The U.S. District Court’s decision highlights an alternative method to recognize and enforce an insolvency-related judgment. While chapter 15 continues to be the prevailing method, it is not necessarily the exclusive means where a party is seeking to use an insolvency-related judgment defensively rather than offensively to recover assets for an insolvent’s estate.
Indeed, other countries, including the United Kingdom, have recognized that the CBI Model Law is not the appropriate statutory scheme for recognizing and enforcing an insolvency-related judgment; it is instead a means of facilitating cross-border cooperation. As a result, UNCITRAL has recently promulgated a new model law on the recognition and enforcement of insolvency related judgments. This new model law is designed to complement the CBI Model Law and provides a simplified, cost-effective means to recognizing and enforcing insolvency-related judgments, including defensively.
- No. 18 CIV. 1986 (KPF), 2019 WL 773988 (S.D.N.Y. 21 February 2019).
- UNCITRAL was established by the United Nations in 1966 and plays an important role in developing that framework in pursuance of its mandate to further the progressive harmonization and modernization of the law of international trade by preparing and promoting the use and adoption of legislative and non-legislative instruments in a number of key areas of commercial law. The CBI Model Law has been adopted by 44 countries.

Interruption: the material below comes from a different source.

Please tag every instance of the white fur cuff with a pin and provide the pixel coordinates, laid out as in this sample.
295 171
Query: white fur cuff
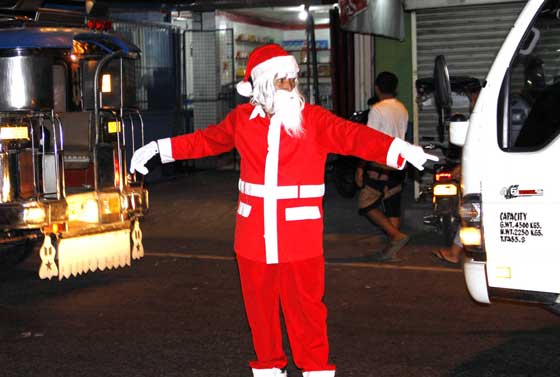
165 153
395 150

- See generally, In re Millennium Glob. Emerging Credit Master Fund Ltd., 458 B.R. 63, 81 (Bankr. S.D.N.Y. 2011), aff’d, 474 B.R. 88 (S.D.N.Y. 2012) (noting that “[t]he clear implication of failure to obtain any recognition, borne out by the case law, is that without an order of recognition the foreign representative cannot be heard in any court in the United States.”); In re Loy, 380 B.R. 154, 165 (Bankr. E.D. Va. 2007) (holding that Chapter 15 recognition is required before a foreign representative seeks to enlist the comity or cooperation of a court in the United States).